No conto "The Liar", de Henry James, Oliver Lyon é um pintor convidado a visitar a casa de campo de Sir David Ashmore para aí pintar o retrato deste. Durante o jantar na noite de chegada, reconhece entre os presentes uma mulher, Everina, que amou e pediu em casamento (sem sucesso) em tempos, e a quem pintou o retrato várias vezes. Descobre que ela é agora casada com o Coronel Capadose, por quem parece muito apaixonada. Em conversa com o Coronel, Lyon ouve histórias que não podem ser totalmente verdadeiras e adivinha nele exageros românticos, mas Sir David, mais tarde, garante-lhe que o Coronel é simplesmente um mentiroso compulsivo, embora inofensivo. Muito perturbado por descobrir Everina envolvida em procedimentos tão censuráveis, pergunta-se até que ponto o propósito de cobrir as mentiras do marido não a terão feito sua cúmplice. Para o descobrir, passa o máximo de tempo com o casal e propõe-se a pintar os retratos da filha deste, primeiro, e do Coronel, depois. Everina repete-lhe que o marido é uma pessoa nobre e Lyon decide retratar na sua pintura o carácter mentiroso de Capadose, de modo a forçar uma reacção de Everina que encare abertamente o facto. Uma das sessões é interrompida por uma modelo pobre, Geraldine, à procura de trabalho. O Coronel, porém, garante que aquela não é uma modelo e sim uma louca que o persegue há anos por ter uma vendetta pessoal contra ele. Entretanto as sessões são interrompidas, mas numa noite em que Lyon aparece inadvertidamente em casa, descobre que o casal está lá para ver o retrato. Espiando-os em segredo, vê Everina sair horrorizada com o retrato do marido e este destruir a pintura com várias facadas. Visita-os mais tarde e eles aparentam ficar surpreendidos com a notícia da destruição do quadro, embora admitam ter visitado a casa do pintor na sua ausência. O Coronel acusa então Geraldine, a modelo (presente nas redondezas da casa do pintor no mesmo dia), de ser a provável autora do crime. Lyon fica horrorizado ao ver o Coronel sacrificar assim uma pessoa inocente, por um lado, sem que Everina o desminta, por outro.

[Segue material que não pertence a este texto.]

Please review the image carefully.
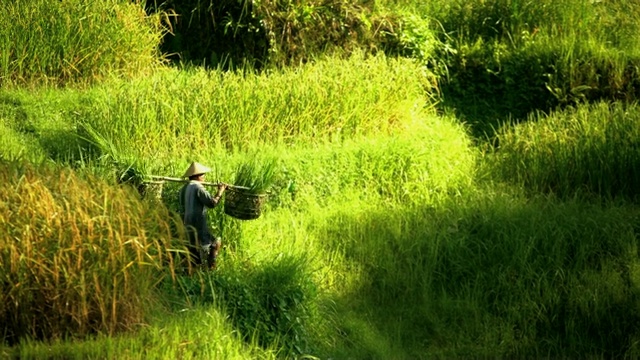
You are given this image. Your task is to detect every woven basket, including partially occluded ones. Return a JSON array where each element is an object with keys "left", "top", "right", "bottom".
[{"left": 224, "top": 186, "right": 267, "bottom": 220}]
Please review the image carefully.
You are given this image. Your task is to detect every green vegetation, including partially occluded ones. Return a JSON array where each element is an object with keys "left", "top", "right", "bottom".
[{"left": 0, "top": 0, "right": 640, "bottom": 359}]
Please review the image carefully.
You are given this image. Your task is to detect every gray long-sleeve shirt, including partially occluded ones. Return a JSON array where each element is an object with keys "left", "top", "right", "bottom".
[{"left": 180, "top": 180, "right": 218, "bottom": 245}]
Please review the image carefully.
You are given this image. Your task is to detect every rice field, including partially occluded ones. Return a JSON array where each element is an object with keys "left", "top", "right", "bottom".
[{"left": 0, "top": 0, "right": 640, "bottom": 359}]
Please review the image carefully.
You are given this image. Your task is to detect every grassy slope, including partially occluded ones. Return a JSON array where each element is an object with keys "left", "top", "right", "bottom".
[{"left": 0, "top": 0, "right": 640, "bottom": 358}]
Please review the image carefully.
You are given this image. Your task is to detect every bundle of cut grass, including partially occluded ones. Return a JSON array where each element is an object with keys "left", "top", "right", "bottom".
[{"left": 224, "top": 160, "right": 277, "bottom": 220}]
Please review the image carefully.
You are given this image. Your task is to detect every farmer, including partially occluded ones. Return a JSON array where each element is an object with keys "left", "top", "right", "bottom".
[{"left": 180, "top": 162, "right": 226, "bottom": 269}]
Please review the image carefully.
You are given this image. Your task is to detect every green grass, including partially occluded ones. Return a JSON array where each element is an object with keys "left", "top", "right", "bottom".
[
  {"left": 489, "top": 102, "right": 640, "bottom": 198},
  {"left": 0, "top": 0, "right": 640, "bottom": 359},
  {"left": 0, "top": 0, "right": 162, "bottom": 87}
]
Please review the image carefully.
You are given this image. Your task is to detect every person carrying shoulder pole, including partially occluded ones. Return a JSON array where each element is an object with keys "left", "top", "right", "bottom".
[{"left": 180, "top": 162, "right": 227, "bottom": 269}]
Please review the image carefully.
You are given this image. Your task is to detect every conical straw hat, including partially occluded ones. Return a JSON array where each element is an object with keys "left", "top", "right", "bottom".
[{"left": 182, "top": 162, "right": 211, "bottom": 177}]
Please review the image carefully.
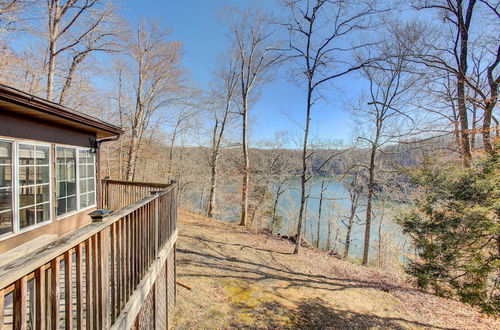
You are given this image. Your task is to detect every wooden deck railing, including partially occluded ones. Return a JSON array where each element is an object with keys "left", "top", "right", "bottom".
[
  {"left": 102, "top": 179, "right": 172, "bottom": 210},
  {"left": 0, "top": 186, "right": 177, "bottom": 329}
]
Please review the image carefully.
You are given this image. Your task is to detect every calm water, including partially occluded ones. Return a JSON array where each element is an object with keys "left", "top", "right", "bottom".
[
  {"left": 268, "top": 177, "right": 405, "bottom": 258},
  {"left": 189, "top": 177, "right": 407, "bottom": 259}
]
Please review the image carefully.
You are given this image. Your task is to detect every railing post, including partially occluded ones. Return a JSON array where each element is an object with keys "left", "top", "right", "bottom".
[
  {"left": 89, "top": 210, "right": 114, "bottom": 329},
  {"left": 150, "top": 191, "right": 163, "bottom": 253}
]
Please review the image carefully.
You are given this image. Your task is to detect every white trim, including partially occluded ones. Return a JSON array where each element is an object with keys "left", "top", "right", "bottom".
[
  {"left": 0, "top": 136, "right": 97, "bottom": 242},
  {"left": 55, "top": 144, "right": 97, "bottom": 221}
]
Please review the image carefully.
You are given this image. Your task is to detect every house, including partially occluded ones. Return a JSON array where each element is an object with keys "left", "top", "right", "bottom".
[{"left": 0, "top": 85, "right": 177, "bottom": 329}]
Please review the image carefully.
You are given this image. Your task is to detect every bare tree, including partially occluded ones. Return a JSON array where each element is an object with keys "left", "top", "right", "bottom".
[
  {"left": 354, "top": 28, "right": 419, "bottom": 265},
  {"left": 412, "top": 0, "right": 500, "bottom": 162},
  {"left": 207, "top": 58, "right": 238, "bottom": 218},
  {"left": 125, "top": 23, "right": 184, "bottom": 180},
  {"left": 0, "top": 0, "right": 29, "bottom": 35},
  {"left": 230, "top": 10, "right": 281, "bottom": 226},
  {"left": 286, "top": 0, "right": 379, "bottom": 254},
  {"left": 44, "top": 0, "right": 120, "bottom": 102},
  {"left": 342, "top": 158, "right": 366, "bottom": 259}
]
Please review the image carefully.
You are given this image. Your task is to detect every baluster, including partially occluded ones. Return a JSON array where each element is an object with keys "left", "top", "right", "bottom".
[
  {"left": 14, "top": 276, "right": 28, "bottom": 329},
  {"left": 75, "top": 244, "right": 83, "bottom": 329},
  {"left": 50, "top": 257, "right": 61, "bottom": 329},
  {"left": 35, "top": 266, "right": 46, "bottom": 329},
  {"left": 64, "top": 250, "right": 73, "bottom": 329},
  {"left": 85, "top": 238, "right": 94, "bottom": 329}
]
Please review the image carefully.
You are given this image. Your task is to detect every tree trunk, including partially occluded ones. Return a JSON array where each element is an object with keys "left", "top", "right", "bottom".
[
  {"left": 59, "top": 53, "right": 87, "bottom": 104},
  {"left": 344, "top": 201, "right": 358, "bottom": 259},
  {"left": 315, "top": 180, "right": 325, "bottom": 249},
  {"left": 456, "top": 0, "right": 476, "bottom": 167},
  {"left": 125, "top": 131, "right": 138, "bottom": 181},
  {"left": 293, "top": 79, "right": 313, "bottom": 254},
  {"left": 457, "top": 77, "right": 472, "bottom": 167},
  {"left": 361, "top": 144, "right": 378, "bottom": 266},
  {"left": 207, "top": 157, "right": 217, "bottom": 218},
  {"left": 240, "top": 96, "right": 250, "bottom": 226}
]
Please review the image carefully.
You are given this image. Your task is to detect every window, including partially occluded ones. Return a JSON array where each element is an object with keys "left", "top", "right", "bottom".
[
  {"left": 18, "top": 144, "right": 50, "bottom": 229},
  {"left": 56, "top": 147, "right": 76, "bottom": 216},
  {"left": 0, "top": 141, "right": 14, "bottom": 235},
  {"left": 78, "top": 150, "right": 95, "bottom": 208},
  {"left": 0, "top": 139, "right": 96, "bottom": 239}
]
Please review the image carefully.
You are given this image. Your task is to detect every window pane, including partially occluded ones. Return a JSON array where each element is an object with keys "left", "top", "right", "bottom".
[
  {"left": 87, "top": 179, "right": 95, "bottom": 191},
  {"left": 78, "top": 164, "right": 87, "bottom": 179},
  {"left": 36, "top": 185, "right": 50, "bottom": 204},
  {"left": 19, "top": 187, "right": 35, "bottom": 207},
  {"left": 35, "top": 146, "right": 49, "bottom": 164},
  {"left": 0, "top": 188, "right": 12, "bottom": 212},
  {"left": 80, "top": 194, "right": 89, "bottom": 208},
  {"left": 19, "top": 166, "right": 35, "bottom": 186},
  {"left": 0, "top": 165, "right": 12, "bottom": 187},
  {"left": 0, "top": 141, "right": 12, "bottom": 164},
  {"left": 36, "top": 203, "right": 50, "bottom": 223},
  {"left": 56, "top": 164, "right": 66, "bottom": 181},
  {"left": 87, "top": 192, "right": 95, "bottom": 206},
  {"left": 66, "top": 181, "right": 76, "bottom": 196},
  {"left": 36, "top": 166, "right": 49, "bottom": 184},
  {"left": 0, "top": 211, "right": 12, "bottom": 235},
  {"left": 19, "top": 206, "right": 35, "bottom": 228},
  {"left": 57, "top": 198, "right": 66, "bottom": 215},
  {"left": 80, "top": 179, "right": 88, "bottom": 194},
  {"left": 66, "top": 162, "right": 76, "bottom": 181},
  {"left": 19, "top": 144, "right": 35, "bottom": 165},
  {"left": 56, "top": 181, "right": 66, "bottom": 198},
  {"left": 87, "top": 165, "right": 95, "bottom": 178},
  {"left": 66, "top": 196, "right": 76, "bottom": 212},
  {"left": 56, "top": 148, "right": 77, "bottom": 216}
]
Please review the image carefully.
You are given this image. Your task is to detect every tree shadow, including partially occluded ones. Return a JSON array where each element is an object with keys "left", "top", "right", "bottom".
[
  {"left": 227, "top": 297, "right": 455, "bottom": 330},
  {"left": 177, "top": 235, "right": 458, "bottom": 329}
]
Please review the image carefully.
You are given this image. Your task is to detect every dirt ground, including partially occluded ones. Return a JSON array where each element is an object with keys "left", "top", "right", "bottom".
[{"left": 173, "top": 211, "right": 500, "bottom": 329}]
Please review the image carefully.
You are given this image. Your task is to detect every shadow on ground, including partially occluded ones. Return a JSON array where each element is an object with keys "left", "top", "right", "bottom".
[{"left": 177, "top": 234, "right": 458, "bottom": 329}]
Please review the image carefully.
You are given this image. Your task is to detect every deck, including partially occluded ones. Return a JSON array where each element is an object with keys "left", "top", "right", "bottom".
[{"left": 0, "top": 180, "right": 177, "bottom": 329}]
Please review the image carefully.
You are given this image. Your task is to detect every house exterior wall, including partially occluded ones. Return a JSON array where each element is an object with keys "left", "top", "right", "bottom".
[
  {"left": 0, "top": 108, "right": 96, "bottom": 147},
  {"left": 0, "top": 208, "right": 96, "bottom": 257},
  {"left": 0, "top": 112, "right": 101, "bottom": 254}
]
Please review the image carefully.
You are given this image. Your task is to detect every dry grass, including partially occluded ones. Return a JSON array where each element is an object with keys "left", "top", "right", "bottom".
[{"left": 173, "top": 212, "right": 500, "bottom": 329}]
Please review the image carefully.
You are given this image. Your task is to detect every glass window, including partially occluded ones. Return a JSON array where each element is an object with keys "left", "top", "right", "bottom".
[
  {"left": 18, "top": 144, "right": 50, "bottom": 229},
  {"left": 56, "top": 147, "right": 76, "bottom": 216},
  {"left": 78, "top": 150, "right": 96, "bottom": 208},
  {"left": 0, "top": 141, "right": 14, "bottom": 236}
]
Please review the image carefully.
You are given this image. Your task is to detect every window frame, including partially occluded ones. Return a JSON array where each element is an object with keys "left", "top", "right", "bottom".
[
  {"left": 14, "top": 140, "right": 54, "bottom": 238},
  {"left": 0, "top": 137, "right": 14, "bottom": 240},
  {"left": 0, "top": 136, "right": 98, "bottom": 242},
  {"left": 54, "top": 144, "right": 97, "bottom": 221}
]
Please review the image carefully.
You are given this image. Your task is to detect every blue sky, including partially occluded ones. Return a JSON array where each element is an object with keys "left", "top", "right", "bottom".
[{"left": 122, "top": 0, "right": 356, "bottom": 147}]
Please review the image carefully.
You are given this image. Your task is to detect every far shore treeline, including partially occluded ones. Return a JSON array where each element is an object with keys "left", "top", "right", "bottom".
[{"left": 0, "top": 0, "right": 500, "bottom": 314}]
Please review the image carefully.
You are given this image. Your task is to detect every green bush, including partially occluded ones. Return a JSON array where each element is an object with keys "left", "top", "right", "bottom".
[{"left": 398, "top": 154, "right": 500, "bottom": 313}]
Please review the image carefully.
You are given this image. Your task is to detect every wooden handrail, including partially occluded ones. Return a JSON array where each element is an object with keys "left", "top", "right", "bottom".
[
  {"left": 0, "top": 184, "right": 177, "bottom": 329},
  {"left": 102, "top": 179, "right": 172, "bottom": 188},
  {"left": 0, "top": 191, "right": 168, "bottom": 288}
]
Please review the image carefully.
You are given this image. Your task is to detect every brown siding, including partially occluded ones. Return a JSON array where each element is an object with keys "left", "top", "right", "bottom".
[
  {"left": 0, "top": 108, "right": 95, "bottom": 147},
  {"left": 0, "top": 208, "right": 95, "bottom": 254}
]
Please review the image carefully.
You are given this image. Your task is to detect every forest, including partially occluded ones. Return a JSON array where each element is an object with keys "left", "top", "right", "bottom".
[{"left": 0, "top": 0, "right": 500, "bottom": 313}]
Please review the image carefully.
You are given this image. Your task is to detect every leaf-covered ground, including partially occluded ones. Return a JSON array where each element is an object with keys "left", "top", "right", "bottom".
[{"left": 173, "top": 211, "right": 500, "bottom": 329}]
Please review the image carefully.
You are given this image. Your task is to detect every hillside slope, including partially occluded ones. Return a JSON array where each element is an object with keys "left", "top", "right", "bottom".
[{"left": 173, "top": 211, "right": 500, "bottom": 329}]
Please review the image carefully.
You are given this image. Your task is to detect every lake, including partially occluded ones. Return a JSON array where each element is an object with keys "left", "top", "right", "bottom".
[{"left": 184, "top": 177, "right": 409, "bottom": 263}]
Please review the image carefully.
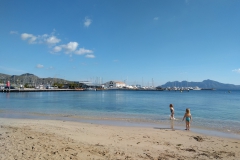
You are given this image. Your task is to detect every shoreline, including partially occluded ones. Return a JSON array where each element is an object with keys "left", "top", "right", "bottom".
[
  {"left": 0, "top": 112, "right": 240, "bottom": 139},
  {"left": 0, "top": 118, "right": 240, "bottom": 160}
]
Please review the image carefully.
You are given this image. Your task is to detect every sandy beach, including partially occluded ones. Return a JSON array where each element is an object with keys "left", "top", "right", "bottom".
[{"left": 0, "top": 118, "right": 240, "bottom": 160}]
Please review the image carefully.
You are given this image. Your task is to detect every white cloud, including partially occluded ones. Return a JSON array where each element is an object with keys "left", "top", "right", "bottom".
[
  {"left": 232, "top": 68, "right": 240, "bottom": 73},
  {"left": 36, "top": 64, "right": 44, "bottom": 68},
  {"left": 10, "top": 31, "right": 18, "bottom": 34},
  {"left": 53, "top": 46, "right": 62, "bottom": 52},
  {"left": 0, "top": 66, "right": 26, "bottom": 74},
  {"left": 21, "top": 33, "right": 37, "bottom": 44},
  {"left": 85, "top": 54, "right": 95, "bottom": 58},
  {"left": 84, "top": 17, "right": 92, "bottom": 27},
  {"left": 75, "top": 48, "right": 93, "bottom": 55},
  {"left": 60, "top": 42, "right": 78, "bottom": 54},
  {"left": 21, "top": 33, "right": 61, "bottom": 45},
  {"left": 43, "top": 35, "right": 61, "bottom": 45}
]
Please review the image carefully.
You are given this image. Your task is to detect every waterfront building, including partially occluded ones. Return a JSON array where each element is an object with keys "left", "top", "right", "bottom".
[{"left": 103, "top": 81, "right": 126, "bottom": 88}]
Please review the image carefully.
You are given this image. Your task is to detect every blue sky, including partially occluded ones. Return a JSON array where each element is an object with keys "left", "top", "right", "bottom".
[{"left": 0, "top": 0, "right": 240, "bottom": 86}]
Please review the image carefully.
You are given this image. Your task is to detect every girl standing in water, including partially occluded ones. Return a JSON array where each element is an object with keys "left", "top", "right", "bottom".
[
  {"left": 183, "top": 108, "right": 192, "bottom": 130},
  {"left": 169, "top": 104, "right": 175, "bottom": 119}
]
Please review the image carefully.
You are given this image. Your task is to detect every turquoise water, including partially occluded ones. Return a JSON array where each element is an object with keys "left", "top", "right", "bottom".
[{"left": 0, "top": 90, "right": 240, "bottom": 134}]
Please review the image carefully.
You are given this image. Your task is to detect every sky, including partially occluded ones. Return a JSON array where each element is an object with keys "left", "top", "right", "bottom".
[{"left": 0, "top": 0, "right": 240, "bottom": 86}]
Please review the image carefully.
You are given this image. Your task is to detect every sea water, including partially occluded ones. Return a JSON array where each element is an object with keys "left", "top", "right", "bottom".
[{"left": 0, "top": 90, "right": 240, "bottom": 138}]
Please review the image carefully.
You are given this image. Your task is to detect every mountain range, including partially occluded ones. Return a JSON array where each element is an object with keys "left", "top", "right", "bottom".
[{"left": 0, "top": 73, "right": 240, "bottom": 90}]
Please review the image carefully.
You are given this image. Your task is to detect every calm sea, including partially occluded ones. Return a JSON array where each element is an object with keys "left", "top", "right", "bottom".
[{"left": 0, "top": 90, "right": 240, "bottom": 134}]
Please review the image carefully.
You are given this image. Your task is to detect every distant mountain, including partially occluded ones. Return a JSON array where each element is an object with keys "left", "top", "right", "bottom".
[{"left": 162, "top": 79, "right": 240, "bottom": 90}]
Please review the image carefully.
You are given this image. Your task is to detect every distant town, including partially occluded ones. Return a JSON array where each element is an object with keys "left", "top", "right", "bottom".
[{"left": 0, "top": 73, "right": 240, "bottom": 91}]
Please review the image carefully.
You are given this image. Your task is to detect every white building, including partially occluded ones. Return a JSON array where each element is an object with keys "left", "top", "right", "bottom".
[{"left": 104, "top": 81, "right": 126, "bottom": 88}]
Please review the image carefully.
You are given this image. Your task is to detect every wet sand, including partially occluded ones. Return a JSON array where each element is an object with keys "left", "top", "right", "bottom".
[{"left": 0, "top": 118, "right": 240, "bottom": 160}]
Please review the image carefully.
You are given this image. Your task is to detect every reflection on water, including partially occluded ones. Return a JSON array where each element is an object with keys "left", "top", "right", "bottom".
[{"left": 0, "top": 90, "right": 240, "bottom": 133}]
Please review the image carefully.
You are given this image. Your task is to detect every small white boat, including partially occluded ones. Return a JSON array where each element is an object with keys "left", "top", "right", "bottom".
[{"left": 193, "top": 86, "right": 201, "bottom": 91}]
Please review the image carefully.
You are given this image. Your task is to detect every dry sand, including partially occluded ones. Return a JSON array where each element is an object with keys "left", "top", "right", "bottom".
[{"left": 0, "top": 118, "right": 240, "bottom": 160}]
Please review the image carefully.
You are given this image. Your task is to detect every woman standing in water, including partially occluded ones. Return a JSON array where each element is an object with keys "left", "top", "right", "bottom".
[{"left": 183, "top": 108, "right": 192, "bottom": 130}]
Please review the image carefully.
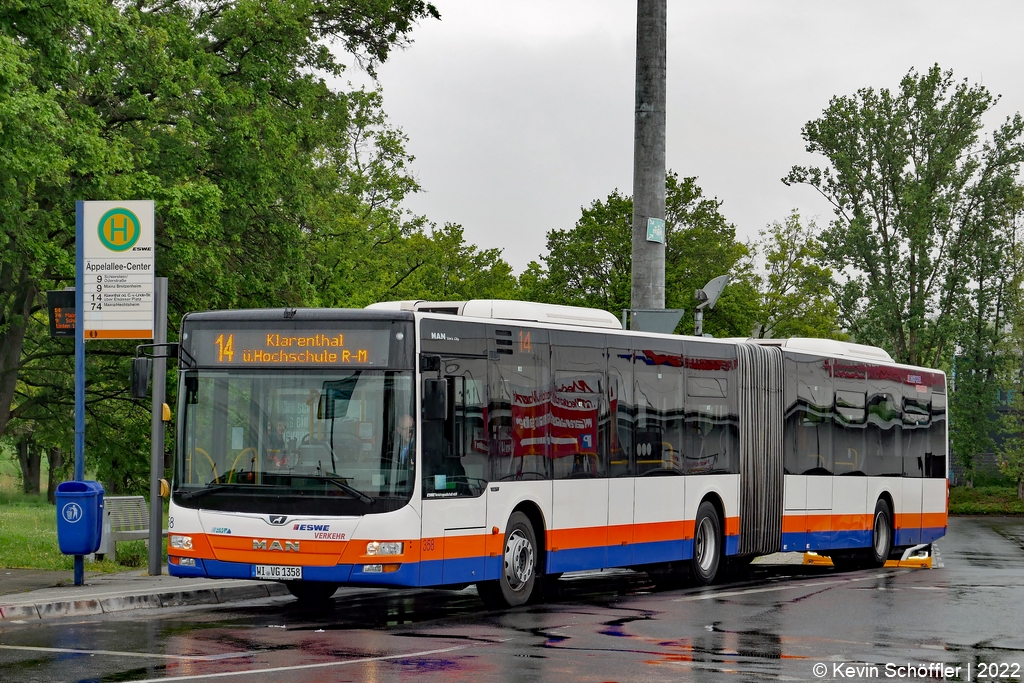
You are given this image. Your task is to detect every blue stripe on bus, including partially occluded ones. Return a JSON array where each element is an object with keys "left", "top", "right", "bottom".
[{"left": 893, "top": 526, "right": 921, "bottom": 546}]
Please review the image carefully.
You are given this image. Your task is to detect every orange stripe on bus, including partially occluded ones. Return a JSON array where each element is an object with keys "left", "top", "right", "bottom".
[
  {"left": 548, "top": 526, "right": 608, "bottom": 550},
  {"left": 438, "top": 533, "right": 487, "bottom": 560},
  {"left": 724, "top": 517, "right": 739, "bottom": 536},
  {"left": 831, "top": 514, "right": 874, "bottom": 531}
]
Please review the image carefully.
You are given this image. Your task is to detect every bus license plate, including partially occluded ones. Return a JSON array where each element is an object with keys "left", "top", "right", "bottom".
[{"left": 253, "top": 564, "right": 302, "bottom": 581}]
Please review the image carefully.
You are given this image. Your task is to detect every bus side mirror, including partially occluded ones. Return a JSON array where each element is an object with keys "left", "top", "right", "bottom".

Quem é o mentiroso neste conto?
O primeiro candidato é, naturalmente, o Coronel Capadose. Conta histórias sem cessar – quase todas incríveis, algumas desmentidas pelos alegados envolvidos e uma cuja falsidade é pessoalmente testemunhada por Lyon. O título parece assim referir o Coronel, cuja personalidade se mostra tão fascinante para o pintor – a ponto de alguns críticos terem mesmo sugerido que é por Capadose que ele se sente verdadeiramente atraído, mais do que pela sua mulher.
A candidatura do Coronel, todavia, não é a única. Também a sua mulher é uma hipótese forte. Se pensarmos que a preocupação principal de Lyon, de acordo com o próprio, é averiguar até que ponto e de que modo está ela implicada nas mentiras do marido, não seria ousado concluir que no fim de contas a mentirosa em questão é ela, com base na prova final de que ela teria aceitado o sacrifício da inocente Geraldine proposto pelo marido.
A própria Geraldine parece ser também uma mentirosa. Com efeito, se o que o Coronel conta for verdade, então ela afinal não era uma modelo à procura de trabalho, ao contrário do que diz. Se, por outro lado, o Coronel estiver a mentir também aqui, continua difícil de explicar a alusão que Geraldine faz ao facto de Lyon já a "ter tido" (i. e., já a ter usado como modelo em tempos), visto que este garante que nunca a viu antes. Aparentemente, por uma via ou outra, Geraldine está a mentir.
Não é imperativo concluir, todavia, que Geraldine mente. De facto, é possível que seja ela a única a dizer sempre a verdade. Basta aventar a leitura de que é ela a mulher por quem Lyon esteve em tempos apaixonado, não Everina. À primeira vista inverosímil, esta hipótese tem alguns pontos de apoio relevantes: Everina não parece reconhecer Lyon quando o vê no jantar pela primeira vez (mais tarde, alega que não o viu), nem lhe responde ao sorriso que ele lhe dirige (alega depois que não percebeu); as impressões que ele recebe nessa primeira noite destoam um bocado da imagem que ele guardava da sua amada (veja-se, por exemplo, o comentário: "She was looking at Colonel Capadose as if she were in love with him – a queer accident for the proudest, most reserved of women" e a própria surpresa ao descobri-la unida a alguém tão incompatível no seu modo de ser com aquela que ele conheceu); alguns dos comentários de Everina (nomeadamente, sobre o casamento) parecem vindos de alguém que não tem noção da história passada entre Lyon e a mulher em questão, etc.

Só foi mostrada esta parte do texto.